By way of explanation, seismic energy propagates through the earth in one of two modes: compressional or "P" waves and shear or "S" waves, either of which might be generated by a wide variety of seismic sources. "Converted waves" are those waves that travel first as one type of wave and then the other, the conversion between wave-types happening at any seismic discontinuity. If the conversion happens once only, from an incident P-wave to a reflected S-wave, this mode will be referred to herein as a "C-wave". Additionally, multi-path (or multiple) reflections are a well known coherent noise source in seismic processing and exploration. A multiple reflection, as is well known to those skilled in the art, arises when seismic energy arrives at the surface after being reflected from more than one interface. For example, it is quite common in offshore settings to find that the original seismic signal "bounces" between the surface of the ocean and the ocean bottom a number of times during the seismic recording. This results in a repeating waveform that appears at regular time intervals throughout every recorded seismic trace (a "multiple"), the precise time separation being determined by the depth of the water, the velocity of sound in water at the recording location, and the shot-receiver offset. Additionally, it is also common to find interbed multiples in on-shore--and off-shore--surveys, these sorts of multiples arising when the seismic signal bounces up and down between two rock units. "Primary" reflections are P-mode waves that are reflected only once within the subsurface.

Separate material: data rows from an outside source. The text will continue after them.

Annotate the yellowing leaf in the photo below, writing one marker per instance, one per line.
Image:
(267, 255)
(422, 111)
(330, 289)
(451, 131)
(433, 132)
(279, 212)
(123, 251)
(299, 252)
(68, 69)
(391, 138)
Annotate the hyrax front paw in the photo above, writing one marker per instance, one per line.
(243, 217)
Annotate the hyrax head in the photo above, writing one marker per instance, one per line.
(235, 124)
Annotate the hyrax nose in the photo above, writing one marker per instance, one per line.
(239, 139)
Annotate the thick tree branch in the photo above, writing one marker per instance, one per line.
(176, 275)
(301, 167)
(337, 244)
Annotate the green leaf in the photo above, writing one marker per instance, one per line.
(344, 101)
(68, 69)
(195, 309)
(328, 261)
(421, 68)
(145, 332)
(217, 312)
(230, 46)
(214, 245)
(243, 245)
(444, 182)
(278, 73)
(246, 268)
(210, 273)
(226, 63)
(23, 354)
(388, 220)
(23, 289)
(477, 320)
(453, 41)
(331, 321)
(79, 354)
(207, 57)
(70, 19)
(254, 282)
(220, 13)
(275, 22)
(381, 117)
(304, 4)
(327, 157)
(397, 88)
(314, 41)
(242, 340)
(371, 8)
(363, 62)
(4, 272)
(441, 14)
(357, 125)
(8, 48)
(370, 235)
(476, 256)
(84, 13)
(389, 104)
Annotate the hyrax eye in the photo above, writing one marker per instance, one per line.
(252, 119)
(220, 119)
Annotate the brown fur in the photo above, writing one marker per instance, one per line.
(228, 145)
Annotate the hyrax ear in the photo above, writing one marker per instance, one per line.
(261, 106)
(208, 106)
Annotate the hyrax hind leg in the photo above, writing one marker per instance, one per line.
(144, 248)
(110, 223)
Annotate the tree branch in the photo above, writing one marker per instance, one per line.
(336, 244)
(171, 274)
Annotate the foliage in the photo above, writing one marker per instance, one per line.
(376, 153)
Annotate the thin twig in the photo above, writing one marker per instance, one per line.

In conventional AVO analysis, these converted and multi-path reflections are regarded as coherent noise and suppressed--to the extent possible--during preparatory processing. However, this suppression is imperfect and invariably at least some energy from the unwanted modes is passed through, which energy has the potential to mask the true AVO effects and create false ones. Additionally, these modes--if not identified during pre-processing--can cause misinterpretations of the recorded seismic data and could ultimately lead to drilling a well based on an imperfect model of the subsurface.
Heretofore, as is well known in the seismic processing and seismic interpretation arts, there has been a need for a method of automatically identifying and extracting or suppressing particular seismic wave modes from the traces in a seismic survey. Additionally, this method should provide an improved method of conducting AVO analyses on seismic data. Accordingly, it should now be recognized, as was recognized by the present inventor, that there exists, and has existed for some time, a very real need for a method of seismic data processing that would address and solve the above-described problems.
Before proceeding to a description of the present invention, however, it should be noted and remembered that the description of the invention which follows, together with the accompanying drawings, should not be construed as limiting the invention to the examples (or preferred embodiments) shown and described. This is so because those skilled in the art to which the invention pertains will be able to devise other forms of this invention within the ambit of the appended claims.